Son yıllarda bazılarında, özellikle de 1 Kasım seçimlerindeki büyük hezimetten sonra, Cumhuriyet Halk Partisi köklerine dönecek diye büyük bir korku başladı.Cumhuriyet Halk Partisi’nin özüne dönmesi demek,bugün inkar edilen devrimci, halkçı ve laik niteliklerine geri dönmesi demektir.
Cumhuriyet Halk Partisi’nin devrim anlayışı sürekliliği içerir, Bir dönem de gerçekleştirilen köklü değişiklik boyutuyla sınırlı kalamaz.Bu ilericiliğinin gereğidir.

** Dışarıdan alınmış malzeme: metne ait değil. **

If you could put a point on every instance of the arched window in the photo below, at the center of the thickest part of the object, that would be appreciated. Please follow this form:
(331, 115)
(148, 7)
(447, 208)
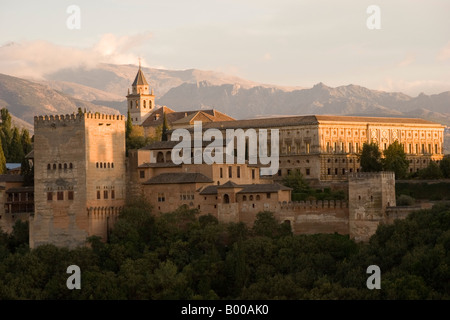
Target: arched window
(160, 157)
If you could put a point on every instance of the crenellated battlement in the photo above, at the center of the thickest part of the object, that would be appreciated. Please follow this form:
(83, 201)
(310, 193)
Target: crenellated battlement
(313, 205)
(74, 118)
(370, 175)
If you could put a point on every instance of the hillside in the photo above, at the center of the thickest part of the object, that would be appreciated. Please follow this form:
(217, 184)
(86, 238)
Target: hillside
(26, 99)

Bunu anlayabilmek için 1961 Anayasasının hazırlanmasında, eğer çağdaş uygarlığa hakim olmuş görüşler egemen olmuşsa, bunda Cumhuriyet Halk Partisi’nin 12 Ocak 1959 daki 14. Kurultayında kararlaştırdığı ilk hedefler bildirgesinin büyük katkısı olmuştur.
Cumhuriyet Halk Partisi etnik kördür. Ama etnik kör olmak demek bölücüleri CİA ajanlarını kucaklamak değildir.
Cumhuriyet Halk Partisi Kürt kökenli vatan evlatlarını, bazılarının söylediği gibi dışlamaz; tam aksine onları ağaların, şeyhlerin, derebeylerin kulları olmaktan kurtarıp, birey olabilmeleri için çaba sarf eder.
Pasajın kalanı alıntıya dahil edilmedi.